By Peter Ricci
The U.S. mortgage delinquency rate declined by 10.6 percent year-over-year in the August First Look report from Lender Processing Services, an analytics firm that studies the mortgage markets and real estate industries.
A study of approximately 70 percent of the overall mortgage market, the First Look report covered mortgage performance statistics for the month of August 2012.
LPS First Look Report – A Light in August
Based on additional data in the First Look report, it appears that the mortgage markets continue to improve with the housing market, with delinquency rates and the overall number of distressed properties all declining from last year:
- The percentage of mortgages that are delinquent has steadily fallen, declining from 7.68 percent in August 2011 to 7.03 percent in July 2012 and 6.87 percent in August 2012.
- Numerically, delinquent properties have fallen from 2.24 million in August 2011 to 1.91 million in August 2012.
- The number of seriously delinquent properties has also fallen, dropping from 1.72 million last August to 1.52 million in August 2012.
- All together, the total number of properties either delinquent or in foreclosure has fallen from 6.08 million in August 2011 to 5.45 million in August 2012.
U.S. Mortgage Markets – Gradually Improving
LPS’s First Look data is largely consistent with that of the Mortgage Bankers Association, which reported last month in its National Delinquency Survey that delinquency rates on one-to-four unit residential properties had declined by 10 percent year-over-year in 2012’s second quarter.
Though delinquency rates and foreclosures remain relatively high (a fact that Bill McBride noted on Calculated Risk), it’s worth mentioning that the post-boom mortgage markets are noticeably healthier than that of the housing boom years.
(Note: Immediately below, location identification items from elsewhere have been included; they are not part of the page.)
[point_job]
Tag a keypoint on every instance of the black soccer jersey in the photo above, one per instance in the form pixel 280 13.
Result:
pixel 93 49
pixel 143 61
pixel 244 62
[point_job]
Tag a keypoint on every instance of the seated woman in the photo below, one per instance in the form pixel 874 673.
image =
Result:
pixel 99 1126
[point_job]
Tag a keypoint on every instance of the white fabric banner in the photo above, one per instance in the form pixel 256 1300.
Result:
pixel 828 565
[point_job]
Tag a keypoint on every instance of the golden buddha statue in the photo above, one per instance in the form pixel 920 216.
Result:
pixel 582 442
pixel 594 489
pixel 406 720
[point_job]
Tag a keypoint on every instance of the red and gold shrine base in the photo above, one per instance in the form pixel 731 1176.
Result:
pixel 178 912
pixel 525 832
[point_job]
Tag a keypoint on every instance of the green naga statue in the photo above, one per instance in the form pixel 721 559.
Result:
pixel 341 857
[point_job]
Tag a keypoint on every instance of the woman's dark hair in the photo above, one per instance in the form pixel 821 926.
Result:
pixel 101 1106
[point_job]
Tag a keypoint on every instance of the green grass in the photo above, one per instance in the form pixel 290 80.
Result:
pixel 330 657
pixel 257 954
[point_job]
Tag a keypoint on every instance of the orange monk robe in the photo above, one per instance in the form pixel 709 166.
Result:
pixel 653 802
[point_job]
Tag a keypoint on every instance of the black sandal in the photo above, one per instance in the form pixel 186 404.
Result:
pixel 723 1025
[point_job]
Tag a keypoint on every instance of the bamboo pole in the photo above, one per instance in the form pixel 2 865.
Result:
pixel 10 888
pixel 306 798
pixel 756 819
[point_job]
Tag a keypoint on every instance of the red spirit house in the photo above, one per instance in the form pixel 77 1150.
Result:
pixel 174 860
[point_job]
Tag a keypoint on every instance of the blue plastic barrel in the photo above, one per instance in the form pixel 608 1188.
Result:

In the National Delinquency Survey, for instance, 59 percent of delinquent mortgages had originated between 2005 and 2007, and just 3 percent originated after 2010; also, Fannie Mae’s latest analysis of its own balance sheets reported similar findings on recent mortgage performance.
So like most of the housing market, delinquencies and foreclosures continue to improve, albeit slowly – but of course, after years of downturns, even steady progress is a good sign for the market.